Yes it Damn Well IS SF/F

If a book has science fiction or fantasy themes or situations, then the book is science fiction or fantasy even if the novel is tagged as “mainstream.” If a book has science fiction or fantasy themes then the book is science fiction or fantasy even if the writer wails, “I never thought of it as science fiction, I don’t like that Twilight Zone stuff at all!” It is still science fiction if the reader who likes the work defensively declaims that the novel may have science fiction elements but it was published as mainstream.
It is also science fiction even if the writer or reader is only using the strictest definition of science fiction which involves a story that revolves around how an imaginary invention impacts society. (People who use this definition annoy me a lot.

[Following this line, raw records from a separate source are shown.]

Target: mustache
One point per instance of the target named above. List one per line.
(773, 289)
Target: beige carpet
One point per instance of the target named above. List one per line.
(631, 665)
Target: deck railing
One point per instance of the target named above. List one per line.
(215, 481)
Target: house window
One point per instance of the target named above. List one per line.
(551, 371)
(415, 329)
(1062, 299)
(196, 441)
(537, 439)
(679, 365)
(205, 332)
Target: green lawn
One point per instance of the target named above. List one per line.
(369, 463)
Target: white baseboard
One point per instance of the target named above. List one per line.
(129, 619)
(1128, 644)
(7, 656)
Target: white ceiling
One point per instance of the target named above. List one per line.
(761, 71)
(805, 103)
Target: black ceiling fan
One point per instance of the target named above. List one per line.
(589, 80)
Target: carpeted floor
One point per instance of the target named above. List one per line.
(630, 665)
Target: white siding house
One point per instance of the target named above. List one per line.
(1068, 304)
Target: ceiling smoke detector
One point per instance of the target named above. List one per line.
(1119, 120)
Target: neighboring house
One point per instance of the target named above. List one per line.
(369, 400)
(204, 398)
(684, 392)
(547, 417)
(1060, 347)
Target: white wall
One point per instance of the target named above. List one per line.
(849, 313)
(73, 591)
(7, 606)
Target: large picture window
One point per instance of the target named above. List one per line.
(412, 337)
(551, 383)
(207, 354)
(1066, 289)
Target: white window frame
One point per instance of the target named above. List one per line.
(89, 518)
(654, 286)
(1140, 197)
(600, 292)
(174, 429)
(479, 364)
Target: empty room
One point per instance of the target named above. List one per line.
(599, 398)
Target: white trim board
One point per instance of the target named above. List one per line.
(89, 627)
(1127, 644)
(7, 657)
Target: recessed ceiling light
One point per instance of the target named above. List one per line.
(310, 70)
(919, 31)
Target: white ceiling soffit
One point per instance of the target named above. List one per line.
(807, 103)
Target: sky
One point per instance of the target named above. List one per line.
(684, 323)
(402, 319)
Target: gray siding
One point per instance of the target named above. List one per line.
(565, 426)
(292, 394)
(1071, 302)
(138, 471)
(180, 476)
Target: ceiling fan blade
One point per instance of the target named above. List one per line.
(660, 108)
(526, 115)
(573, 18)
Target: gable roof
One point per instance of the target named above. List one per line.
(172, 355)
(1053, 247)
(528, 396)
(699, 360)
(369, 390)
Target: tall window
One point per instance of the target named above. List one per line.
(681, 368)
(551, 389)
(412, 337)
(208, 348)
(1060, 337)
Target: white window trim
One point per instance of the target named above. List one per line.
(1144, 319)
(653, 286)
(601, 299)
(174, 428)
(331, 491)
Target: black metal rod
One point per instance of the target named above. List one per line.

Especially when a writer who is extrapolating from given information about future applications based on that information and then commenting on it through various lenses. In other words; Atwood, Oryx and Crake damn well is sf. “Literary” sf with an obnoxiously ambiguous ending, but still sf.)

It is also fantasy even when the author slaps a “magical realism” label on it. (Is it just me, or is most “magical realism” mostly playing a head game where the situation might actually be happening or might be happening inside the point of view characters head and therefore not “real?”)

I think that if you have such an incredible issue with writing science fiction that you have to declare that you don’t think of the science fiction piece you wrote AS science fiction that you should consider a) not writing the story in the first place or b) using a different byline so the icky science fiction cooties don’t get all over you. It seems as if you would be killing off parts of your potential fan base if you went around declaiming, “I do not think of what I write as science fiction.” I certainly don’t feel a *strong interest in an author who says something like this, and I’m generally disinclined to read their work. On the other hand, possibly there are (insecure) people who like to say they’re reading “mainstream speculative fiction,” because they are equally afraid of science fiction cooties, in which case maybe stating “I don’t write icky science fiction” is their way of alerting this demographic to their work.

This little rant was inspired by this conversation and this article.

*Okay, I do feel a strong interest, but that strong interest generally involves hoping the book/story gets nominated for a some kind of fantasy or sf award, hoping it wins and then Silly Stringing the writer when/if they show up for the award.



Filed under Meta, Ramble

2 responses to “Yes it Damn Well IS SF/F

  1. See, I can see 'I didn't think of it as SF/Fantasy when I was writing it' from someone who doesn't know the genre that well — I don't think of the audience* when I'm more worried about getting words on paper. That's for editing. But then accepting that, yes, you wrote a SF/Fantasy story and that's okay. Hell, maybe your book will show those stuffed shirts that genre is just a category for the marketing people, not a metric of quality or 'literary merit'. * All these terms: 'Science Fiction', 'Horror', 'Romance', 'Mystery', 'Adult', 'Young Adult', 'Children's'… they're pretty much sorting to find the audience. I'd argue that, say, in the Urban Fantasy subgenre there's a continuum stretching from Fantasy to Romance, and where the marketing folks put it depends mostly on what side of the bed they got up on that day.

  2. I would not mind it in that case, certainly. It's annoying that it's generally framed in the context of "ewww, cooties!" (That's how I generally hear any authorial protest about what they think they're writing.)